Die erhöhten Werte bleiben nicht ohne Folgen für die Gesundheit der Pendler: Das Seco, das die Luftqualität an den Arbeitsplätzen untersucht, bezeichnet bereits Konzentrationen ab 1000 ppm als «mittlere Luftqualität». Die Folgen: Reizungen der Schleimhäute, Konzentrationsstörungen, Schwindel oder Kopfschmerzen. Arbeitshygieniker Thomas Hofmann erklärte gegenüber dem «Ktipp», dass bereits Mittelwerte ab 1000 ppm im Zug das Wohlbefinden deutlich schmälern könnten.

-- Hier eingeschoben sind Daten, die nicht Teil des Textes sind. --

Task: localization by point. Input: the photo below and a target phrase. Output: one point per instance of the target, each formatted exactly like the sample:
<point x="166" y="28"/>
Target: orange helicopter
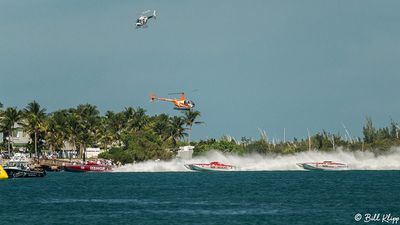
<point x="180" y="104"/>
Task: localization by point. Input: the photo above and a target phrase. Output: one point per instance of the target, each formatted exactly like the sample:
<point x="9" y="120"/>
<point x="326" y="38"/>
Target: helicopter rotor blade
<point x="177" y="93"/>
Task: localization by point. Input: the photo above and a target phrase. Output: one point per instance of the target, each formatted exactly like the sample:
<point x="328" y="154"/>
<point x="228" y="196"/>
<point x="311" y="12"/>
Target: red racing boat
<point x="88" y="167"/>
<point x="213" y="166"/>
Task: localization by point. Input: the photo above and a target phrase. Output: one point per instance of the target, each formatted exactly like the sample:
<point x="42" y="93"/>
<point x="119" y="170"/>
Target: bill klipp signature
<point x="377" y="217"/>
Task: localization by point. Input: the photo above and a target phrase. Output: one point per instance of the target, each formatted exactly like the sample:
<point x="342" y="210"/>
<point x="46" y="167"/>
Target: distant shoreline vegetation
<point x="132" y="135"/>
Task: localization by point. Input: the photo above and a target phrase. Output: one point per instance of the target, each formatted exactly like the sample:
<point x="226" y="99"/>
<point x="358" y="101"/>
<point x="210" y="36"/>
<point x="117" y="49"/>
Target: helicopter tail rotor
<point x="152" y="97"/>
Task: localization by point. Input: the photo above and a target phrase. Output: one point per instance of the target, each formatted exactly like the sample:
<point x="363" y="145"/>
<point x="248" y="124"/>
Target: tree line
<point x="129" y="131"/>
<point x="132" y="135"/>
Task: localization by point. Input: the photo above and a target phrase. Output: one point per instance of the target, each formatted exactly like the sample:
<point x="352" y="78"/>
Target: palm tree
<point x="177" y="129"/>
<point x="34" y="117"/>
<point x="105" y="133"/>
<point x="56" y="132"/>
<point x="190" y="119"/>
<point x="88" y="120"/>
<point x="161" y="126"/>
<point x="136" y="118"/>
<point x="72" y="128"/>
<point x="10" y="117"/>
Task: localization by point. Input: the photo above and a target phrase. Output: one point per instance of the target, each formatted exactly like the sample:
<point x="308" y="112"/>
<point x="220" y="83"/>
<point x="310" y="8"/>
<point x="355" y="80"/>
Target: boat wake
<point x="356" y="160"/>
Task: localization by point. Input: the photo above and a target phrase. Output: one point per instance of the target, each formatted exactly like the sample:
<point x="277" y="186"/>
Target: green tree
<point x="11" y="116"/>
<point x="190" y="118"/>
<point x="33" y="119"/>
<point x="369" y="131"/>
<point x="88" y="119"/>
<point x="177" y="129"/>
<point x="56" y="130"/>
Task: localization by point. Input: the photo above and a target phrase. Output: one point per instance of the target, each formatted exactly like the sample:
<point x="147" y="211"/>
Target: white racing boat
<point x="325" y="165"/>
<point x="213" y="166"/>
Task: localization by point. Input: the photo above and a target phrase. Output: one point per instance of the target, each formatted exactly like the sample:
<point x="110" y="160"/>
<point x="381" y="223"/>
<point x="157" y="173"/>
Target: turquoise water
<point x="200" y="198"/>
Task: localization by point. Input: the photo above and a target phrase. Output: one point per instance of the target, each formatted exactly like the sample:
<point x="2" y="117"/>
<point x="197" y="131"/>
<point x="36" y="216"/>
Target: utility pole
<point x="284" y="135"/>
<point x="309" y="140"/>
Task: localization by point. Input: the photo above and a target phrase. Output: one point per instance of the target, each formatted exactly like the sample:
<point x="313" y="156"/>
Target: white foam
<point x="356" y="160"/>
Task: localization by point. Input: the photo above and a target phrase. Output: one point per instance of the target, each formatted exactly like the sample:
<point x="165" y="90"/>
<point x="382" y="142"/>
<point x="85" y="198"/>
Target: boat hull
<point x="87" y="168"/>
<point x="209" y="169"/>
<point x="21" y="173"/>
<point x="319" y="167"/>
<point x="3" y="173"/>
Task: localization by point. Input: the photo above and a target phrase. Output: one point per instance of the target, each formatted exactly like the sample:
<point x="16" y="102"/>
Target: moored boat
<point x="18" y="167"/>
<point x="325" y="165"/>
<point x="3" y="173"/>
<point x="213" y="166"/>
<point x="88" y="167"/>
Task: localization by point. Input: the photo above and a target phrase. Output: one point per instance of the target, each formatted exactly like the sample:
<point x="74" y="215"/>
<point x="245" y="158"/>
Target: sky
<point x="248" y="65"/>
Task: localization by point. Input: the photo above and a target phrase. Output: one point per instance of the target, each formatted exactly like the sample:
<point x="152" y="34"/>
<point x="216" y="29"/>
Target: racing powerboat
<point x="213" y="166"/>
<point x="89" y="167"/>
<point x="19" y="167"/>
<point x="325" y="165"/>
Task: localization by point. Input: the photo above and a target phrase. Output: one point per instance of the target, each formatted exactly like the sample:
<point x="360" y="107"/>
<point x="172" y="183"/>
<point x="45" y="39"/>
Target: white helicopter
<point x="141" y="22"/>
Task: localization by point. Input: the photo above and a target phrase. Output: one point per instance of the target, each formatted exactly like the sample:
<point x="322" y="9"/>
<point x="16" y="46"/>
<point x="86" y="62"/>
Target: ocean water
<point x="258" y="197"/>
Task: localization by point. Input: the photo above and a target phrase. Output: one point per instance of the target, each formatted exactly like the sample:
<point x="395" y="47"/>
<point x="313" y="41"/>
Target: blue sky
<point x="256" y="64"/>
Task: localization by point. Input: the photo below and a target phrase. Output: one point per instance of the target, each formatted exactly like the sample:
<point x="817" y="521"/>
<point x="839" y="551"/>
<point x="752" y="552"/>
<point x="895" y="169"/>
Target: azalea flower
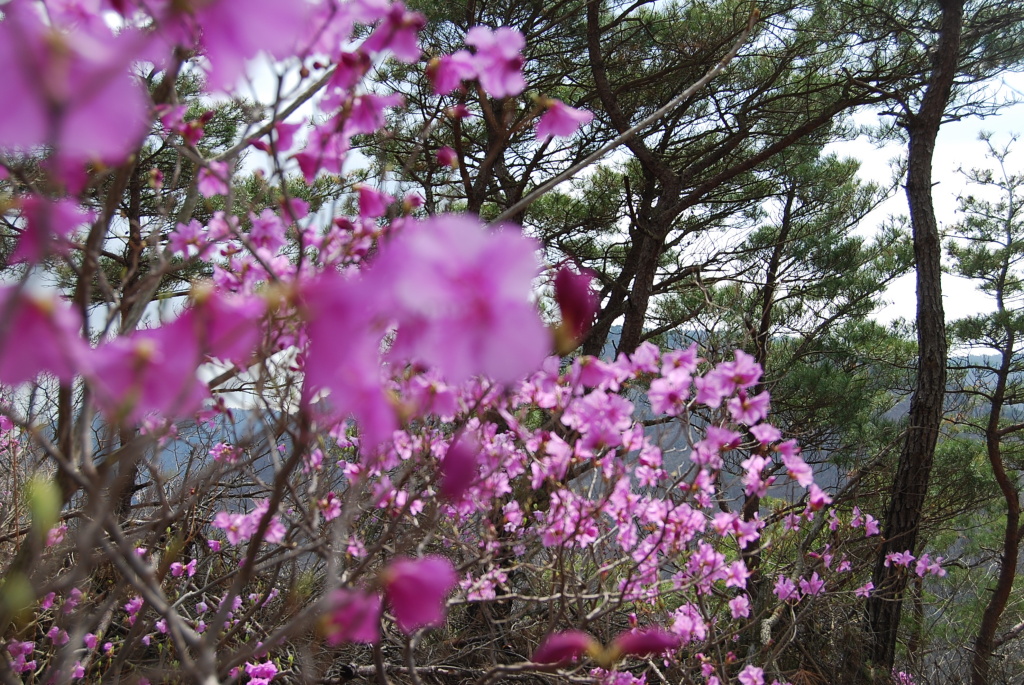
<point x="560" y="120"/>
<point x="417" y="589"/>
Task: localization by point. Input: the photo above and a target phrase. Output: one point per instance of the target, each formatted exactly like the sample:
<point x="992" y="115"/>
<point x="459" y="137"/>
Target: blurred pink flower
<point x="461" y="297"/>
<point x="417" y="589"/>
<point x="645" y="642"/>
<point x="40" y="335"/>
<point x="576" y="299"/>
<point x="353" y="616"/>
<point x="459" y="468"/>
<point x="448" y="72"/>
<point x="561" y="120"/>
<point x="499" y="62"/>
<point x="71" y="89"/>
<point x="564" y="647"/>
<point x="47" y="225"/>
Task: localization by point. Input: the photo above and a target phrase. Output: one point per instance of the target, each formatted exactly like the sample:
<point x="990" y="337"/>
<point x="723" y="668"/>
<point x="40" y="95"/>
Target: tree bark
<point x="908" y="491"/>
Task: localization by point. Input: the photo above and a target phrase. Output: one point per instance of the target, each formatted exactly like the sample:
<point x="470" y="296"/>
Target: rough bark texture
<point x="907" y="495"/>
<point x="984" y="645"/>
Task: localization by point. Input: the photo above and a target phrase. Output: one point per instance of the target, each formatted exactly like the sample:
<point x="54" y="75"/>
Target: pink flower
<point x="367" y="114"/>
<point x="231" y="33"/>
<point x="417" y="589"/>
<point x="397" y="33"/>
<point x="461" y="296"/>
<point x="765" y="433"/>
<point x="785" y="589"/>
<point x="739" y="606"/>
<point x="373" y="203"/>
<point x="212" y="179"/>
<point x="70" y="89"/>
<point x="354" y="616"/>
<point x="150" y="371"/>
<point x="737" y="574"/>
<point x="645" y="642"/>
<point x="576" y="299"/>
<point x="460" y="468"/>
<point x="266" y="670"/>
<point x="561" y="120"/>
<point x="448" y="73"/>
<point x="797" y="468"/>
<point x="56" y="534"/>
<point x="747" y="410"/>
<point x="752" y="675"/>
<point x="47" y="225"/>
<point x="499" y="63"/>
<point x="817" y="498"/>
<point x="446" y="157"/>
<point x="227" y="326"/>
<point x="53" y="331"/>
<point x="564" y="647"/>
<point x="331" y="506"/>
<point x="812" y="586"/>
<point x="343" y="357"/>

Martin Bänninger, Geschäftsführer des Schweizerischen Vereins für Luft- und Wasserhygiene, beunruhigt die Luftqualität in den SBB-Zügen jedoch nicht. Zwar zeigten die erhöhten CO2-Werte, dass der Luftaustausch in den Zügen nur ungenügend funktioniere. «Bis man da etwas von der Belastung merkt, müsste man schon einige Stunden im Zug sitzen – und das tun wohl die wenigsten Pendler», sagt er zu 20 Minuten.

«Mindestens so störend können Gerüche sein»

Problematisch kann es laut Bänninger für die Passagiere werden, wenn zu den erhöhten CO2-Werten in schlecht durchlüfteten Zügen weitere Luftverschmutzungen hinzukommen: «Mindestens so störend können Gerüche sein, die andere Passagiere verursachen – wenn etwa jemand im Zug isst oder dauernd hustet.»

Die Wahrnehmung, ob das Verhalten der anderen Passagiere oder die CO2-Belastung einen beeinträchtige, sei aber sehr individuell, betont Bänninger. «Einige können sich bereits ab einer CO2-Belastung von 1500 ppm im Zug nicht mehr konzentrieren, andere dagegen merken davon gar nichts und fühlen sich dafür vom hustenden Sitznachbarn massiv gestört.»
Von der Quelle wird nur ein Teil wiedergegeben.